12.         The Father shall have the majority of the parenting time with OL, and OL’s primary residence will be with the Father.

13.         The Mother shall have reasonable parenting time with OL on weekends when the Father does not have weekend parenting time with TL as set out in the January 25, 2018 order of Judge Wright. For greater certainty, on weekends when TL is at the Father’s residence per the January 25, 2018 order of Judge Wright, OL will also be at the Father’s residence. On weekends when TL is at the Mother’s residence per the January 25, 2018 order of Judge Wright, OL will also be at the Mother’s residence from Friday at 6 PM until Sunday at 7 PM. If the day preceding or following the weekend is a statutory holiday, a school non-instructional day or a school administrative day, the parenting time shall include that extra day.

14.         Effective September 1, 2021, the regular parenting time schedule for OL is suspended during winter school holidays, spring school break, and summer holidays. OL shall spend half of winter school holidays, spring school break, and summer holidays with each parent. The parents shall agree in writing to the dates OL will be at their respective residences during winter school holidays, spring school break, and summer holidays. If the parties are unable to agree, then the Father will decide which parent’s residence OL will be at for which half of the winter school holidays, spring school break, and summer holidays.

15.         OL will spend Mother’s Day at the Mother’s residence. If OL is not scheduled to be at the Mother’s residence for Mother’s Day, then it shall be an exception to the parenting schedule, and OL will be at the Mother’s residence from noon until 7 PM on Mother’s Day.

16.         OL will spend Father’s Day at the Father’s residence. If OL is not scheduled to be at the Father’s residence for Father’s Day, then it shall be an exception to the parenting schedule, and OL will be at the Father’s residence from noon until 7 PM on Father’s Day.

17.         Unless otherwise agreed to by the parties, the Father shall be responsible for transporting OL to the place of exchange for the Mother to exercise time with OL. If the parties cannot agreed to a place of exchange, then the Father shall be responsible for transporting OL to the Mother’s residence and the Father will be responsible for picking up OL from the Mother’s residence.

Child Support

18.         The Father is found to be a resident of British Columbia and is imputed to have a gross annual income of $75,000.

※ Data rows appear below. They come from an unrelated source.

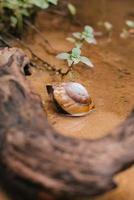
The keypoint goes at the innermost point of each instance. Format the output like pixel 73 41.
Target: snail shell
pixel 70 98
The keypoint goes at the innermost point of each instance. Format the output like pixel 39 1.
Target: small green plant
pixel 128 30
pixel 86 36
pixel 130 24
pixel 13 12
pixel 74 58
pixel 72 9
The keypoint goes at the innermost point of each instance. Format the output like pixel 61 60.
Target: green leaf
pixel 13 21
pixel 91 40
pixel 70 39
pixel 63 56
pixel 70 62
pixel 71 9
pixel 53 1
pixel 86 61
pixel 77 35
pixel 76 52
pixel 88 29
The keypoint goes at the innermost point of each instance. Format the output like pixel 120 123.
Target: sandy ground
pixel 110 83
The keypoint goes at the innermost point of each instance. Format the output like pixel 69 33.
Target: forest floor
pixel 110 82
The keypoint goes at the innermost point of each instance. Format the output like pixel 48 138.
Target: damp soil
pixel 110 83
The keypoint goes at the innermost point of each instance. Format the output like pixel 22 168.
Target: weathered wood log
pixel 34 156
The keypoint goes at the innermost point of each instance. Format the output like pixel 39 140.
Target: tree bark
pixel 36 158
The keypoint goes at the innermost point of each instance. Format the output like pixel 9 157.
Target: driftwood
pixel 41 162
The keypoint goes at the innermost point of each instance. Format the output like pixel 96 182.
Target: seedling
pixel 86 36
pixel 15 11
pixel 106 27
pixel 72 9
pixel 74 58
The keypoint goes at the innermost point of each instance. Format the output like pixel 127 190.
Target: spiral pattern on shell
pixel 71 98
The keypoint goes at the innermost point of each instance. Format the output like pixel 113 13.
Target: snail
pixel 70 98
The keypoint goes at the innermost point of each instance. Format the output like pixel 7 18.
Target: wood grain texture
pixel 40 161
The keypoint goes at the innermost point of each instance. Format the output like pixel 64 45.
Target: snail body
pixel 70 98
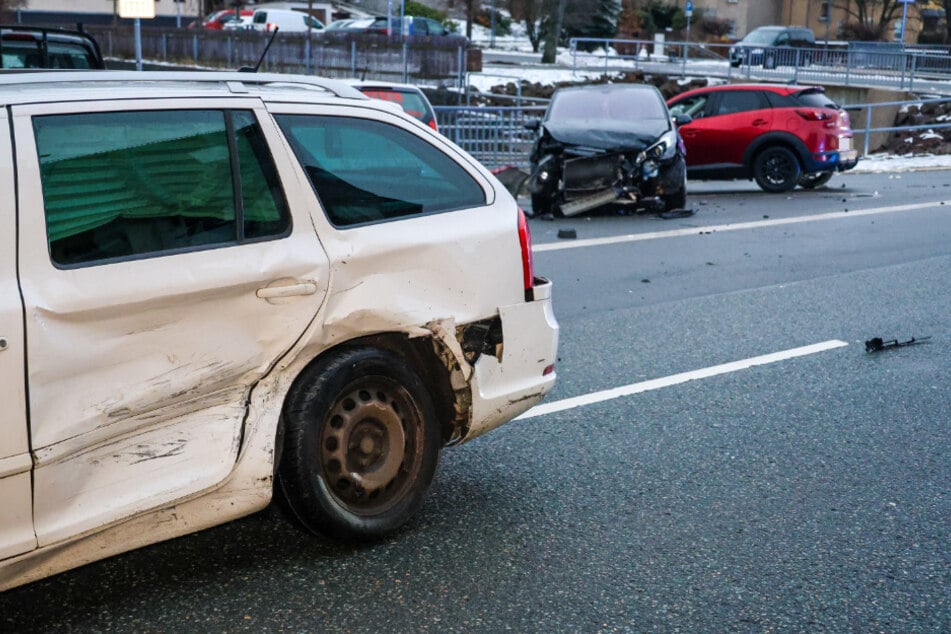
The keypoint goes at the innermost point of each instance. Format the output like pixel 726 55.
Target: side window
pixel 692 106
pixel 131 184
pixel 367 171
pixel 735 101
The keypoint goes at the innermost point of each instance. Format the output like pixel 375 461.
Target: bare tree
pixel 877 14
pixel 530 13
pixel 7 7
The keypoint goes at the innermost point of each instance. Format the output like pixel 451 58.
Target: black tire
pixel 361 444
pixel 776 169
pixel 814 180
pixel 675 186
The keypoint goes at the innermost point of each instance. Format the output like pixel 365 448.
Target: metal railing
pixel 868 109
pixel 433 60
pixel 495 136
pixel 876 64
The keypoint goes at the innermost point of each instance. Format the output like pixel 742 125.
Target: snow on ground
pixel 882 163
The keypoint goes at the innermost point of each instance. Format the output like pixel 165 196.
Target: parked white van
pixel 218 287
pixel 286 20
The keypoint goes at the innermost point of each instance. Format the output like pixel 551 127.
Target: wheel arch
pixel 431 357
pixel 772 139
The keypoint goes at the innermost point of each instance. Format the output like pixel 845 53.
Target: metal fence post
pixel 405 62
pixel 868 127
pixel 462 71
pixel 307 55
pixel 914 71
pixel 848 65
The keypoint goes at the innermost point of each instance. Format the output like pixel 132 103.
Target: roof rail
pixel 233 79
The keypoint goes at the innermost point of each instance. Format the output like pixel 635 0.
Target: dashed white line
pixel 674 233
pixel 676 379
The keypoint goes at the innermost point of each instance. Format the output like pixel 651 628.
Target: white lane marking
pixel 675 233
pixel 676 379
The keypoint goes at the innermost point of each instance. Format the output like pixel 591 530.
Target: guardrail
pixel 433 60
pixel 868 108
pixel 877 64
pixel 495 136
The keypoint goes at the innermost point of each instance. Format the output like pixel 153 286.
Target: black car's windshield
pixel 766 37
pixel 576 105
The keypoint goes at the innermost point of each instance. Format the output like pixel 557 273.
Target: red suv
pixel 779 135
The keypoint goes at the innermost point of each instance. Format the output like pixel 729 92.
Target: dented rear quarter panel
pixel 419 277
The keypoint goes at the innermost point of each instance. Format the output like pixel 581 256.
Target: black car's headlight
pixel 663 149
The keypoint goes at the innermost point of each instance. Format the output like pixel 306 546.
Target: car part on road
pixel 814 180
pixel 877 344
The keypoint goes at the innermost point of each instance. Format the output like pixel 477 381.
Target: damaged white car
pixel 216 286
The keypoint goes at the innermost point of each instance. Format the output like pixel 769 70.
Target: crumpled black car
pixel 607 144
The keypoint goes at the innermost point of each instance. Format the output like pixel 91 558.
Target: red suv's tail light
pixel 814 115
pixel 525 241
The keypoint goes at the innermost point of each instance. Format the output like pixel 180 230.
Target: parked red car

19.         The Mother is found to be a resident of British Columbia and imputed to have a gross annual income of $12,330.

20.         The Father shall pay to the Mother $701 per month child support for TL. The Mother shall pay to the Father $48 per month child support for OL. The difference of the amounts is $653 per month. The Father shall therefore pay $653 to the Mother commencing on July 1, 2021 and continuing on the first day of each and every month thereafter for as long as the child(ren) are eligible for child support under the FLA or until further court order.

[55]      The Mother shall immediately arrange for OL’s hamster Lulu to be reunited with OL and relocated to the Father’s residence.

[56]      All of which is ordered this 13th day of August, 2021.